Saturday, August 23, 2008

Cosmic want ad

As I think anyone who’s been reading knows, since the stickies were born, I’ve struggled quite a bit with this whole work/life balance issue. And, I was talking to my friend C last night and telling her how conflicted I’ve been feeling about being back at work and about I can’t seem to figure out what I really want. (Do I want to just go part time? Look for another job? Stick it out and just set clearer boundaries? Etc.)

She said that when she was struggling through some similar issues, she read a book that suggested writing a cosmic want ad—a list of all of the things you want out of life, no holds barred. (She included “have clear skin,” for example, on hers.) She explained that it was a really cathartic exercise for her, that it helped her sort through some things, and that, surprisingly, she’s gotten almost all of them.

So, in lieu of a real update, which I promise will be forthcoming (August has been a NIGHTMARE at work, but is finally starting to settle down, so I’ll be able to get back online a bit more), here is my cosmic want ad.

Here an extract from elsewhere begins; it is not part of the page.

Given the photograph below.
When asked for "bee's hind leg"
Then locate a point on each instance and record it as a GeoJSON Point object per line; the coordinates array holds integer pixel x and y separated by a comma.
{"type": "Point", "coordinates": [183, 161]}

Okay, universe, your turn. Now let’s see what you can do!

Wanted

I want a job that pays what I make now (or more ☺), where I enjoy as much responsibility and respect as I have, but where I have to work no more than 60 percent time.
I want to have enough money saved that monkey girl and sweet potato never want for anything, can go to college wherever they want, and so that hubby and I don’t have to stress in our retirement.
I want to not have to worry about money.
I want to get back in shape.
I want to find a haircut that I just love.
I want to find some kick-ass shoes and get rid of my boring old ones.
I want to get back into the classroom for at least another few years before the end of my career.
I want monkey girl and sweet potato to know that, despite whatever pressure they might feel from society, they can do whatever they want and whatever they set their minds to.
I want monkey girl and sweet potato to grow up happy and healthy, and I want them to know and to feel with every fiber of their being how loved they are, how special they are, and how lucky we feel to have them in our lives.
I want monkey girl and sweet potato to grow up knowing that it’s more important to be nice, thoughtful, giving, and caring of others than it is to be financially successful.
I want monkey girl and sweet potato to know what a great dad they have, and to know how much I love him.
I want to learn how to curb my temper and not take my moods out on the people I love the most.
I want monkey girl to grow up in a household where she feels removed from all of the societal pressure for her to look and act a certain way. Ditto for sweet potato.
I want to be an example for monkey girl and sweet potato of a strong and independent woman, and I want them both to have respect for all of the women in our family who have worked so hard for the good of others.
20 years from now, I want to remember what it feels like to walk through the door after a day at work and see my babies’ faces light up, as if there was nothing they wanted more in the world than to see their mom.
I want to make time to go to on vacation with my family every summer, and to do nothing but spend time together.
I want my parents to see monkey girl and sweet potato graduate from college and get married, should they choose to do so.
I want hubby to know that there’s nobody I’d rather spend my life with.
I want my brother to know how much he’s meant in my life, and I want him to play a big part in my kids’ lives.
I want to learn to let go.
I want to make sure I don’t let my busy schedule get in the way of my close friendships, which mean the world to me.
I want the courage to surrender my own ambition, without compromising myself, and to never look back.

What would your cosmic want ad look like?

2 comments:

Sarah said...

oh wow, that is an AWESOME list in the truest sense of the word. i'm going to print it out and hang it up in my office. i hope all of these things come true for you.

anna said...

can I just say ditto but substitute my babies' names in for yours?! Well said!